In recent years more and more Austrian companies have been showing interest in investing in Indonesia.
"There are around 15 Austrian companies that have affiliate companies are representative offices in Indonesia. More companies want to come here. Austria's biggest company in Indonesia, PT South Pacific Viscose, plans to invest $150 million to boost its production," Wolfer said.
As part of the celebration of the 55th anniversary of the establishment of diplomatic ties between Indonesia and Austria, Wolfer is planning to organize a series of cultural events starting from this week.
"In connection with this big event, we will launch our new book Austria and Indonesia during our National Day reception on Monday," Wolfer said.
On Sunday, the Vienna Mozart Trio from the Austrian capital performed in Bali, their first performance in Indonesia. There is another big event: the Vienna Ball.
"Vienna Ball, the first event of its kind in Indonesia, will be organized at the Kempinski Grand Ballroom on Friday. It will be completely hosted by Hotel Indonesia Kempenski. We will be cooperating with them," Wolfer said.
Austrian royal family member Princess Gabriella von Habsburg and Dewi Sukarno, wife of Sukarno, will be attending the colorful and authentic Viennese evening.

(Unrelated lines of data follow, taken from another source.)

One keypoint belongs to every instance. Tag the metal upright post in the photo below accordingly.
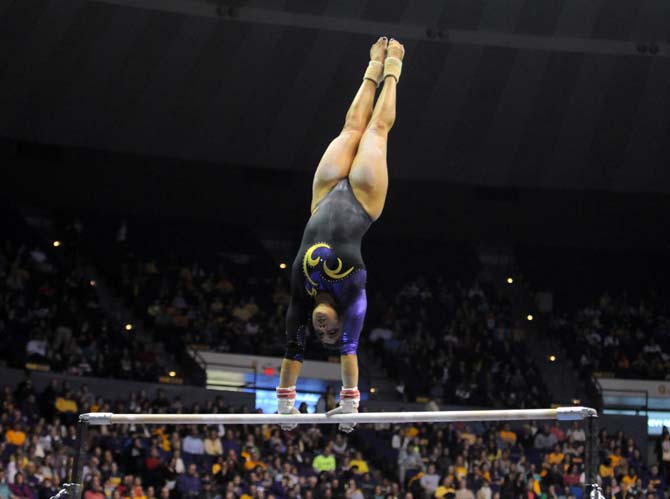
(75, 487)
(592, 489)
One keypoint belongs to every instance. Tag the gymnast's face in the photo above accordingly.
(326, 323)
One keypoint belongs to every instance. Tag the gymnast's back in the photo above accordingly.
(340, 221)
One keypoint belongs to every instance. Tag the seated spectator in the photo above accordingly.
(629, 480)
(446, 490)
(193, 447)
(360, 464)
(189, 484)
(20, 489)
(507, 435)
(4, 486)
(94, 490)
(324, 461)
(430, 481)
(485, 491)
(213, 447)
(464, 492)
(353, 491)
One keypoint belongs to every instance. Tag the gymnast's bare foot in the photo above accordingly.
(378, 50)
(395, 49)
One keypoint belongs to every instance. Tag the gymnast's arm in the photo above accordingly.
(290, 367)
(295, 342)
(352, 324)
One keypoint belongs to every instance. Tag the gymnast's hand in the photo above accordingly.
(350, 398)
(285, 401)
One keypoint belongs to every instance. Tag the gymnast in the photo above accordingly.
(348, 193)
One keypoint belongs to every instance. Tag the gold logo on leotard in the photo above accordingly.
(310, 261)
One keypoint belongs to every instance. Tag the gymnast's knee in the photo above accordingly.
(380, 127)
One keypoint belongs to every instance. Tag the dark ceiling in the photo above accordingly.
(557, 94)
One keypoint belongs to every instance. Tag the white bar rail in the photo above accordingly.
(558, 413)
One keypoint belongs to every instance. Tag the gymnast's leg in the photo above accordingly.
(336, 161)
(369, 175)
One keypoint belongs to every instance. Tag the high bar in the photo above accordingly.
(558, 413)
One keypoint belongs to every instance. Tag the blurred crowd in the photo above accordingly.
(50, 315)
(227, 308)
(470, 349)
(627, 338)
(384, 461)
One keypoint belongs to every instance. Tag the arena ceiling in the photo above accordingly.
(567, 94)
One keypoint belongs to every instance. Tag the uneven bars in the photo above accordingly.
(558, 413)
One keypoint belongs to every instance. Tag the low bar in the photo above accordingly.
(558, 413)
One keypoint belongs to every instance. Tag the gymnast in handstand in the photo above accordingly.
(348, 193)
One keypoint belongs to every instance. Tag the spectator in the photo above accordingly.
(4, 486)
(94, 490)
(189, 484)
(360, 464)
(485, 491)
(212, 444)
(324, 461)
(463, 492)
(20, 489)
(430, 481)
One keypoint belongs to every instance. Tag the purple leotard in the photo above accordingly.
(330, 260)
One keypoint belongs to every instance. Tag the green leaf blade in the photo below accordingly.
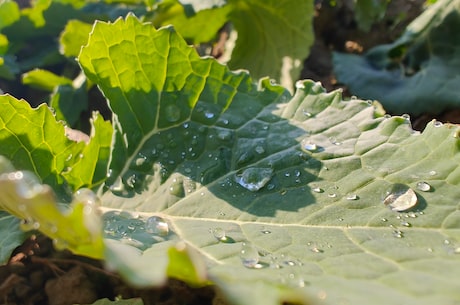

Wolfer said there will be some prominent Austrian films screened at local festivals such as JIFFEST and the European film festival.
Wolfer said Austria, every year, offers about 30 scholarships to Indonesian students. Around 40 Austrian students visit Indonesia every year.
"We have close cooperation between the Austrian universities and Indonesian universities like Gadjah Mada University and the Bandung Technological Institute.every year," Wolfer said, around 20,000 Austrian tourists visit Indonesia.